How do you identify non-standard construction?
You would usually gain that information from the estate agent. Standard construction is considered as a property that’s brick built with a tiled or slate roof. Anything outside of that is ultimately potentially going to fall within that non-standard construction bracket.
If you don’t confirm that the property is non-standard construction early on then it could potentially cause delays further down the line. Ultimately it could lead to a decline from the mortgage company, if the construction type hasn’t been highlighted.
Is it difficult to get a mortgage on a non-standard construction house?
The things you need to look for with a property are a thatched roof or flat roof – anything that isn’t a pitched roof with tiles or slates on it. A listed building could also potentially cause issues, or being in a flood risk area.
Other unusual construction properties include prefabricated concrete homes such as Cornish Unit houses. These can be red flags in getting mortgages.
Generally, you could potentially get a mortgage on those properties as long as it’s highlighted at the right point. Use a good, whole of market broker to place your application with the most relevant lender for that particular type of non-standard construction.
Every lender has different criteria for construction types and we will be able to find the most appropriate one. We manage the mortgage company’s expectations ahead of the application. It’s best that we do a little bit more legwork upfront. We speak to the lender and potentially even the surveyor about the specifics and any potential pitfalls.
Can you get a Buy to Let mortgage on a non-standard construction?
In fact, the same rules apply for residential or Buy to Let when it comes to non-standard construction.

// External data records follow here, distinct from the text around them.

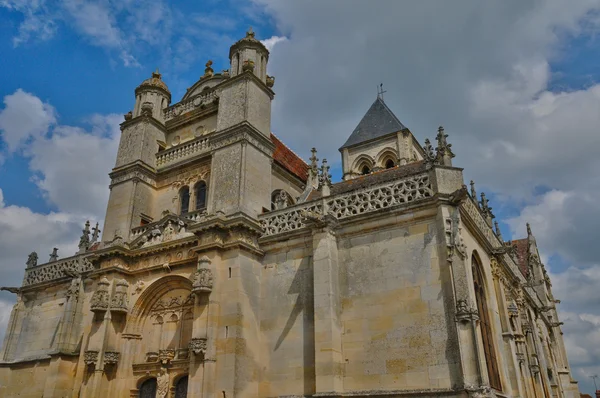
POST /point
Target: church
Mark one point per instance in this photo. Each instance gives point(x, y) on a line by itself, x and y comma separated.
point(229, 267)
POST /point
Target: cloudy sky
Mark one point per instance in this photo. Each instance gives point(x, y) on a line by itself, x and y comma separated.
point(513, 82)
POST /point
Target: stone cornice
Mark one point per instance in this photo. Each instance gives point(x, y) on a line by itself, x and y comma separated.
point(138, 171)
point(143, 119)
point(248, 75)
point(242, 132)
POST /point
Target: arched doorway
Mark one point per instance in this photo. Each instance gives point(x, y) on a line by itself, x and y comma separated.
point(181, 387)
point(148, 389)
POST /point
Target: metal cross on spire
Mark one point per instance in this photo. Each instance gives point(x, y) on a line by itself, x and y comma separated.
point(380, 91)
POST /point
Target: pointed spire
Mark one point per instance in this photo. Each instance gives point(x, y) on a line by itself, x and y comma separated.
point(95, 233)
point(444, 150)
point(54, 255)
point(486, 209)
point(429, 156)
point(498, 232)
point(84, 240)
point(208, 72)
point(324, 179)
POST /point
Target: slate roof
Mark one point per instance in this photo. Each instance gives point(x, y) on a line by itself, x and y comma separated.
point(287, 159)
point(377, 122)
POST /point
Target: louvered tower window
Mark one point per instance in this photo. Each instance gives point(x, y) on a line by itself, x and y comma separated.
point(485, 326)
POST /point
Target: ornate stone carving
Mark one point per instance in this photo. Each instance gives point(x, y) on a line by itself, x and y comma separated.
point(372, 199)
point(166, 356)
point(32, 260)
point(147, 108)
point(198, 345)
point(120, 302)
point(90, 357)
point(162, 383)
point(57, 269)
point(84, 240)
point(248, 65)
point(482, 391)
point(197, 101)
point(99, 301)
point(53, 255)
point(270, 81)
point(444, 152)
point(454, 240)
point(202, 280)
point(465, 312)
point(111, 357)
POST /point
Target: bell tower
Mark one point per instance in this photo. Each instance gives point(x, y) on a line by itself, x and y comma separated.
point(133, 178)
point(241, 162)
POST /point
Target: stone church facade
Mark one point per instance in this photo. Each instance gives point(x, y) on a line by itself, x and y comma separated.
point(229, 267)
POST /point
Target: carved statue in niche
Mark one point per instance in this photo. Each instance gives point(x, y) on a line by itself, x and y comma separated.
point(32, 260)
point(162, 383)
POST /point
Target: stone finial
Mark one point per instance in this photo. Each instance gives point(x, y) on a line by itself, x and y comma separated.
point(324, 178)
point(498, 232)
point(444, 152)
point(147, 108)
point(208, 72)
point(84, 240)
point(486, 209)
point(473, 192)
point(248, 65)
point(54, 255)
point(32, 260)
point(270, 81)
point(95, 233)
point(429, 156)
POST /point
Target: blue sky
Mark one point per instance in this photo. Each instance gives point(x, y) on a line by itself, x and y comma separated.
point(514, 83)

Outside of the construction type, you need to remember that you might need a larger deposit and the rental income is the driving force for affordability, rather than your personal income.
What is a prefabricated house and how do you tell if a property is a prefab?

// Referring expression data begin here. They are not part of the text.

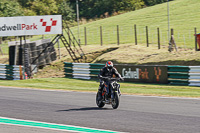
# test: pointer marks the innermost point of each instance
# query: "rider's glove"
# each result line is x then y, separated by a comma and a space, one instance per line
122, 79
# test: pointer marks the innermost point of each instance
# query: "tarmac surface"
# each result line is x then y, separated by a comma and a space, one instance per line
136, 114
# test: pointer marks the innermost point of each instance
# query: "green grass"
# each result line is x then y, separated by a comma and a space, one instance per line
184, 17
85, 85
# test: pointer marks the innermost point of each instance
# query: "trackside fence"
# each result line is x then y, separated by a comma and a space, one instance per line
184, 75
173, 75
11, 72
82, 70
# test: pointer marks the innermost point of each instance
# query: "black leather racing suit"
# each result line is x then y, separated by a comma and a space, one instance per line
109, 73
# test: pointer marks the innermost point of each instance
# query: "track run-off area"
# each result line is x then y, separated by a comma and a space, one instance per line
48, 111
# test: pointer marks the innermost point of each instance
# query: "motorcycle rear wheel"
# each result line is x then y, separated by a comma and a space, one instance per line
115, 102
99, 102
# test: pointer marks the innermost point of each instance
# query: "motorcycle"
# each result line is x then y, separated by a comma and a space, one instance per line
113, 96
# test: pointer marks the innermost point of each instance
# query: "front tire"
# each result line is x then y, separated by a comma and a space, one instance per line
115, 102
99, 102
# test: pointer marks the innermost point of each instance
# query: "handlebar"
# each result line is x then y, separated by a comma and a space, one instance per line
113, 79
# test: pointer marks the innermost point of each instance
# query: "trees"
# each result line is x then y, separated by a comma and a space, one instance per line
87, 8
66, 11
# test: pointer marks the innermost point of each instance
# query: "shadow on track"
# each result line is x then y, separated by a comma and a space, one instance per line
84, 109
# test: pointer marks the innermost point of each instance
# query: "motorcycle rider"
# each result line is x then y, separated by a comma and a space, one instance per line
107, 72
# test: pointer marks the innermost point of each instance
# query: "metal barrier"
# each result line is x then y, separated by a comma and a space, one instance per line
184, 75
82, 70
174, 75
11, 72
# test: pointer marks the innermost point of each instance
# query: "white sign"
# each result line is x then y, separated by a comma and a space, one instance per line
30, 25
130, 74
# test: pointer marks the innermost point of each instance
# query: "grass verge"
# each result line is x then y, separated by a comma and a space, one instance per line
85, 85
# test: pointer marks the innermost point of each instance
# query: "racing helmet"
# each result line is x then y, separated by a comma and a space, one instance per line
109, 65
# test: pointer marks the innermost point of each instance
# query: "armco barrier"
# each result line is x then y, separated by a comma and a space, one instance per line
184, 75
82, 70
130, 73
11, 72
174, 75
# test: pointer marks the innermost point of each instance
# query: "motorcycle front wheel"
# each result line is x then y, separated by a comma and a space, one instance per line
99, 101
115, 102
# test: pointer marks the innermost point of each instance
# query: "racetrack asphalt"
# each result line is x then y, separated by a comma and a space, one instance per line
136, 114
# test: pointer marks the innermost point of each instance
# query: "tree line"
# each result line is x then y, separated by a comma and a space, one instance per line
88, 9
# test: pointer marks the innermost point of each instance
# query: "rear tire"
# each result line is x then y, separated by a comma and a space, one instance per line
115, 102
99, 102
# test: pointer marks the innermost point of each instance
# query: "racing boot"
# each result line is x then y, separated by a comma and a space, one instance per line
107, 101
100, 93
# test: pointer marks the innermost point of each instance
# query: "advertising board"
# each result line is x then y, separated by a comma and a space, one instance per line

Prefabricated homes are usually properties that have been erected quicker than normal. The materials used to build the property are generally classed as a ‘subpart’ in comparison to a conventional build. They’re more commonplace overseas, but you do see them in the UK. They’re essentially flatpacked homes made from big concrete slabs.
The devil is in the detail – when was it built, what were the regulations at the time, what are the specific build models? Lenders will use all of those factors to determine whether or not that prefabricated house is a higher risk to them than a conventionally built property.
As an example of something that I’ve personally tripped up on with non-standard construction was a purpose built flat. From the outside it looked like a conventional build. The face of it was brick and the top looked to be cladding. But when the surveyor checked the build particulars it turned out that behind the cladding sat timber framing. The application was deemed to be outside of the lender’s criteria. The estate agent and the buyer weren’t aware of the build of the property and it wasn’t until the application was in that it came to light.
If you ask the right questions and do your research you should highlight those factors a little earlier on.
Can I get a mortgage on a concrete-built property?
Concrete, timber-framed, steel-framed homes and barn conversions are all unconventional builds that will generally flag up issues with different lenders. Whether or not you can get a mortgage will depend on the finer details and how they marry up with the lenders’ criteria.
Important things are the year of construction, the regs that were in place at the time and the various insurances and guarantees that as a result of being built by a developer.
Value, loan to value and your deposit are all important too. In answer to the question, all of those properties will have a mortgage on them somewhere in the UK. And some of them will have been declined by certain lenders. So it’s all a case by case basis.
What costs are involved with non-standard construction mortgages?
There aren’t any obvious additional costs. It’s not like you put an application in and because it’s non-standard construction you get a larger fee.
Potentially someone might choose to pay for a more comprehensive survey, to have a little bit more reassurance about the purchase. To make sure the surveyor does a more comprehensive job, they might choose to upgrade their basic survey to a home buyer survey or even a building survey. This comes at a larger cost than a basic valuation.
What other advice do you have on non standard construction mortgages?
Someone that isn’t qualified or hasn’t got extensive knowledge in this arena will have a rough time placing a client. So it is worth hiring the right professionals with experience in this space. We do the legwork up front to make sure the transaction goes smoothly from start to finish.
Your property may be repossessed if you do not keep up with your mortgage repayments. The Financial Conduct Authority does not regulate some Buy to Let Mortgages.